Сипя и корчась, повалился и, тыча пальцем в носки, простонал:
– Снимите, снимите, снимите…
Пахло противным денатуратом, в тазу таяла снежная гора, от винного стаканчика водки поручик Мышлаевский опьянел мгновенно до мути в глазах.
– Неужели же отрезать придется? Господи… – Он горько закачался в кресле.
– Ну, что ты, погоди. Ничего… Так. Приморозил большой. Так… отойдет. И этот отойдет.
Николка присел на корточки и стал натягивать чистые черные носки, а деревянные, негнущиеся руки Мышлаевского полезли в рукава купального мохнатого халата. На щеках расцвели алые пятна, и, скорчившись, в чистом белье, в халате, смягчился и ожил помороженный поручик Мышлаевский. Грозные матерные слова запрыгали в комнате, как град по подоконнику. Скосив глаза к носу, ругал похабными словами штаб в вагонах первого класса, какого-то полковника Щеткина, мороз, Петлюру, и немцев, и метель и кончил тем, что самого гетмана всея Украины обложил гнуснейшими площадными словами.
Алексей и Николка смотрели, как лязгал зубами согревающийся поручик, и время от времени вскрикивали: «Ну-ну».
– Гетман, а?
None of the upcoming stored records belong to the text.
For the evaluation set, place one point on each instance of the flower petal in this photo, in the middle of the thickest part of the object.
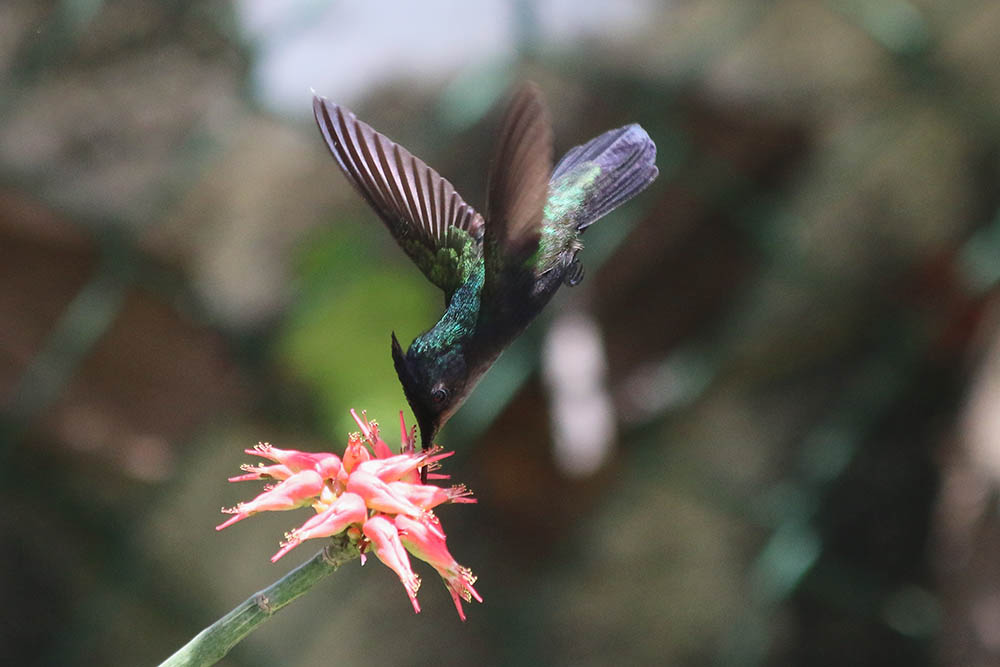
(385, 542)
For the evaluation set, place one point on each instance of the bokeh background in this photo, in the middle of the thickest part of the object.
(765, 429)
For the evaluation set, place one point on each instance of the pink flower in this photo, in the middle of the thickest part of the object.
(372, 495)
(347, 509)
(296, 491)
(385, 542)
(428, 496)
(379, 495)
(424, 539)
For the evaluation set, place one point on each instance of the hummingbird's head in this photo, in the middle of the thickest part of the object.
(434, 384)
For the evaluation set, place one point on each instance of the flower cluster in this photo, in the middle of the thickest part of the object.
(374, 495)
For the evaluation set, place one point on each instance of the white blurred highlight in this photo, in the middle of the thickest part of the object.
(583, 416)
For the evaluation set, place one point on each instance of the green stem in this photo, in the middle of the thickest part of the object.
(214, 642)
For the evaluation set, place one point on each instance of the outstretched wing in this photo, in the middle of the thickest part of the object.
(595, 178)
(424, 213)
(518, 188)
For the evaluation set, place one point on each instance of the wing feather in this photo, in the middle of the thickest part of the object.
(417, 205)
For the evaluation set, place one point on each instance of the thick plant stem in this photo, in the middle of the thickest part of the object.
(214, 642)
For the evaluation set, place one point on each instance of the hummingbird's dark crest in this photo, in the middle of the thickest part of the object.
(497, 273)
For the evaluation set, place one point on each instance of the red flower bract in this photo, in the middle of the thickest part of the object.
(374, 495)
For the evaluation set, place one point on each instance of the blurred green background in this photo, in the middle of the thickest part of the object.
(765, 429)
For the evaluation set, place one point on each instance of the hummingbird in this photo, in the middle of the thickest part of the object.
(497, 271)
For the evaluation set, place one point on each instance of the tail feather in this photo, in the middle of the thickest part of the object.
(626, 162)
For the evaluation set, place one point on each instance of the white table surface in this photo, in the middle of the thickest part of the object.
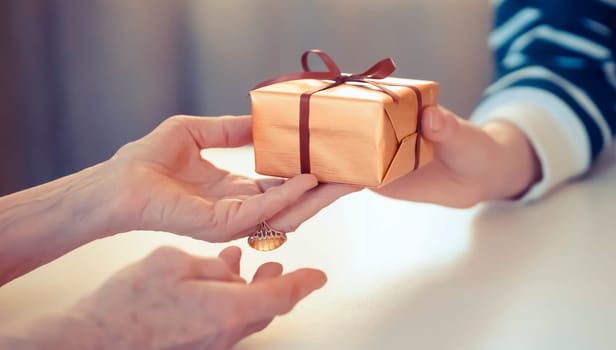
(405, 275)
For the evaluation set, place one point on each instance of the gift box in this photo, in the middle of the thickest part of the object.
(356, 129)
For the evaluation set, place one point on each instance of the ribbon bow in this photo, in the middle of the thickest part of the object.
(379, 70)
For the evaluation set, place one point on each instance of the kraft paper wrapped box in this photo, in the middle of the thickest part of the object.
(353, 133)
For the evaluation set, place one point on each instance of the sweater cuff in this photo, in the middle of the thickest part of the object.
(552, 128)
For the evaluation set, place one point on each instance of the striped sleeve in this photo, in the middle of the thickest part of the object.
(555, 79)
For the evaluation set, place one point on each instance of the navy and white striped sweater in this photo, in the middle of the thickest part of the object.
(555, 80)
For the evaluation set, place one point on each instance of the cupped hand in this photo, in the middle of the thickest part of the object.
(172, 300)
(471, 163)
(166, 185)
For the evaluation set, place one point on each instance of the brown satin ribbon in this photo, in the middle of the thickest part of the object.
(380, 70)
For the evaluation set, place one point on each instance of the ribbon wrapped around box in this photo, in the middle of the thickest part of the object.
(361, 129)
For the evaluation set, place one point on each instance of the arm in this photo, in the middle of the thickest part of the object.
(471, 164)
(159, 182)
(172, 300)
(39, 224)
(548, 115)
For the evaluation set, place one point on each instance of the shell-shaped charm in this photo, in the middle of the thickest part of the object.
(266, 238)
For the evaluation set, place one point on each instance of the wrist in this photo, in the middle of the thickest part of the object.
(517, 166)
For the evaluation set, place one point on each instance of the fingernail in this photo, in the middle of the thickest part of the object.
(435, 121)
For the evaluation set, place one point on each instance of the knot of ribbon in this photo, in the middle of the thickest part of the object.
(379, 70)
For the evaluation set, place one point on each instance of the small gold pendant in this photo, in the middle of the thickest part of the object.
(266, 238)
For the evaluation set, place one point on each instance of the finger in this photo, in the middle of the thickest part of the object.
(213, 270)
(224, 131)
(232, 256)
(277, 296)
(266, 183)
(289, 219)
(457, 142)
(241, 217)
(267, 270)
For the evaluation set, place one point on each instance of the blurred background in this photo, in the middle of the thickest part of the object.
(78, 79)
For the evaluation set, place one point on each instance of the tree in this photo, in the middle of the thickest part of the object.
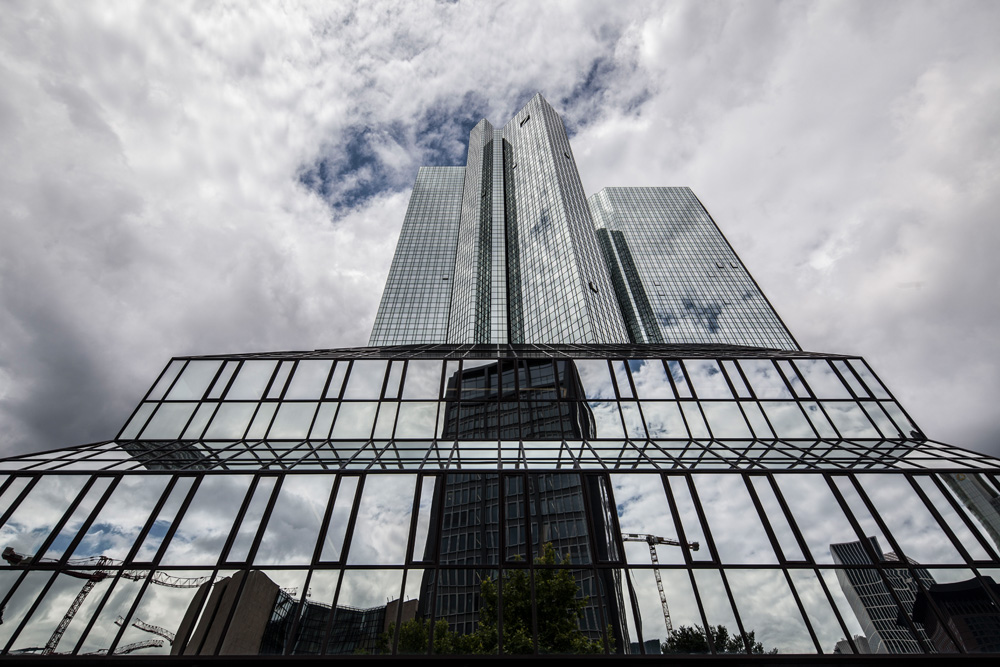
(688, 639)
(557, 605)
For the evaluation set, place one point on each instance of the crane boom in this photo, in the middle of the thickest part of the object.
(652, 541)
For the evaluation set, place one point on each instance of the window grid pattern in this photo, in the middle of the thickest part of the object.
(814, 562)
(679, 280)
(417, 297)
(565, 292)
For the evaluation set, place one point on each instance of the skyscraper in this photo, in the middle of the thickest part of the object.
(545, 375)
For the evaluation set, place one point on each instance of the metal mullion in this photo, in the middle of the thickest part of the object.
(789, 518)
(89, 520)
(30, 612)
(706, 529)
(265, 517)
(349, 530)
(324, 642)
(936, 480)
(905, 562)
(61, 523)
(736, 611)
(175, 522)
(762, 516)
(97, 612)
(833, 605)
(937, 517)
(412, 531)
(876, 558)
(32, 481)
(802, 610)
(232, 609)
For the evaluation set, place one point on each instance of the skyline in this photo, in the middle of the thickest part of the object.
(171, 178)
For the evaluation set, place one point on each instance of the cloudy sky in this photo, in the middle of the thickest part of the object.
(188, 178)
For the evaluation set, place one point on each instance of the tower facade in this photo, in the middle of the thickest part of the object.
(546, 377)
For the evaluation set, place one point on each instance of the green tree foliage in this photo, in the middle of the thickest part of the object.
(557, 604)
(688, 639)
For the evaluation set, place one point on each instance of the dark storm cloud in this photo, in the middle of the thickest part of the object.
(185, 179)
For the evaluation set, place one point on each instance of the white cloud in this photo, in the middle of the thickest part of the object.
(150, 202)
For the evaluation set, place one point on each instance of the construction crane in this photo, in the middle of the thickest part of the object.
(92, 578)
(652, 541)
(148, 627)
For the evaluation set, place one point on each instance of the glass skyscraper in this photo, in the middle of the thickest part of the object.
(579, 428)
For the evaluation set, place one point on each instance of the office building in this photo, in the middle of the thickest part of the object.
(579, 428)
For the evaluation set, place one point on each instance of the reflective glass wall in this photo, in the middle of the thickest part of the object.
(485, 500)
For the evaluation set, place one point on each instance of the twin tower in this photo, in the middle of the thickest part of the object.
(509, 249)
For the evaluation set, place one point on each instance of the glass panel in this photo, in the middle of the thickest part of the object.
(787, 420)
(199, 421)
(621, 378)
(730, 368)
(650, 379)
(869, 379)
(725, 633)
(726, 420)
(193, 382)
(105, 627)
(776, 518)
(261, 421)
(366, 380)
(290, 536)
(261, 621)
(423, 380)
(169, 421)
(707, 378)
(137, 422)
(33, 520)
(386, 420)
(792, 377)
(230, 421)
(821, 617)
(423, 518)
(222, 381)
(293, 421)
(309, 380)
(250, 524)
(633, 420)
(693, 531)
(280, 378)
(736, 528)
(818, 419)
(251, 382)
(206, 524)
(643, 511)
(764, 379)
(596, 378)
(607, 420)
(323, 422)
(168, 512)
(173, 368)
(416, 420)
(817, 514)
(663, 420)
(354, 420)
(821, 379)
(334, 541)
(771, 618)
(688, 635)
(915, 529)
(978, 497)
(337, 379)
(381, 531)
(695, 421)
(360, 617)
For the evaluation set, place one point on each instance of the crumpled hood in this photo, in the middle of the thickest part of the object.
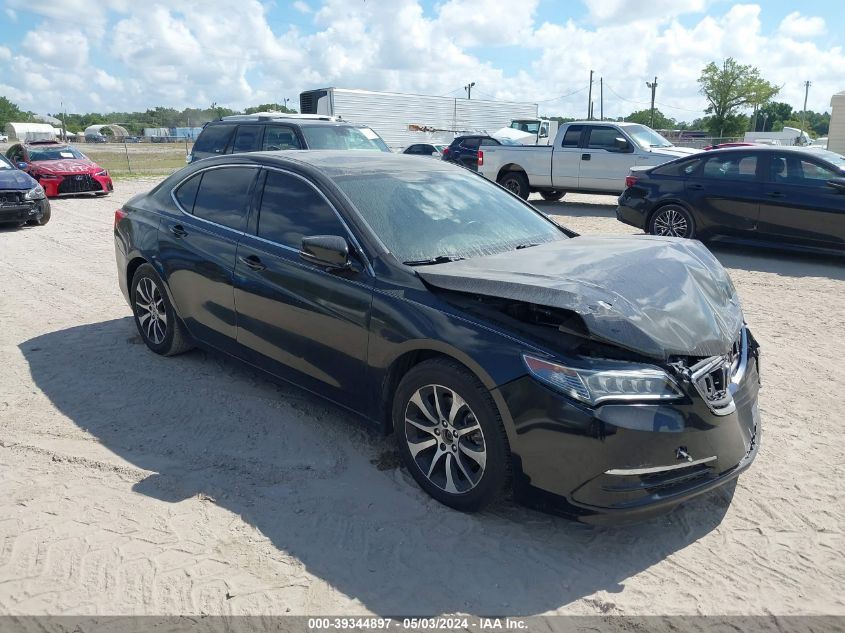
(657, 296)
(65, 166)
(15, 179)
Твою мать! – рычал Мышлаевский. – Кавалергард? Во дворце? А? А нас погнали, в чем были. А? Сутки на морозе в снегу… Господи! Ведь думал – пропадем все… К матери! На сто саженей офицер от офицера – это цепь называется? Как кур чуть не зарезали!
– Постой, – ошалевая от брани, спрашивал Турбин, – ты скажи, кто там под Трактиром?
– А! – Мышлаевский махнул рукой. – Ничего не поймешь! Ты знаешь, сколько нас было под Трактиром? Сорок человек. Приезжает эта лахудра – полковник Щеткин и говорит (тут Мышлаевский перекосил лицо, стараясь изобразить ненавистного ему полковника Щеткина, и заговорил противным, тонким и сюсюкающим голосом): «Господа офицеры, вся надежда Города на вас. Оправдайте доверие гибнущей матери городов русских, в случае появления неприятеля – переходите в наступление, с нами Бог! Через шесть часов дам смену. Но патроны прошу беречь…» (Мышлаевский заговорил своим обыкновенным голосом) – и смылся на машине со своим адъютантом. И темно, как в ж! Мороз. Иголками берет.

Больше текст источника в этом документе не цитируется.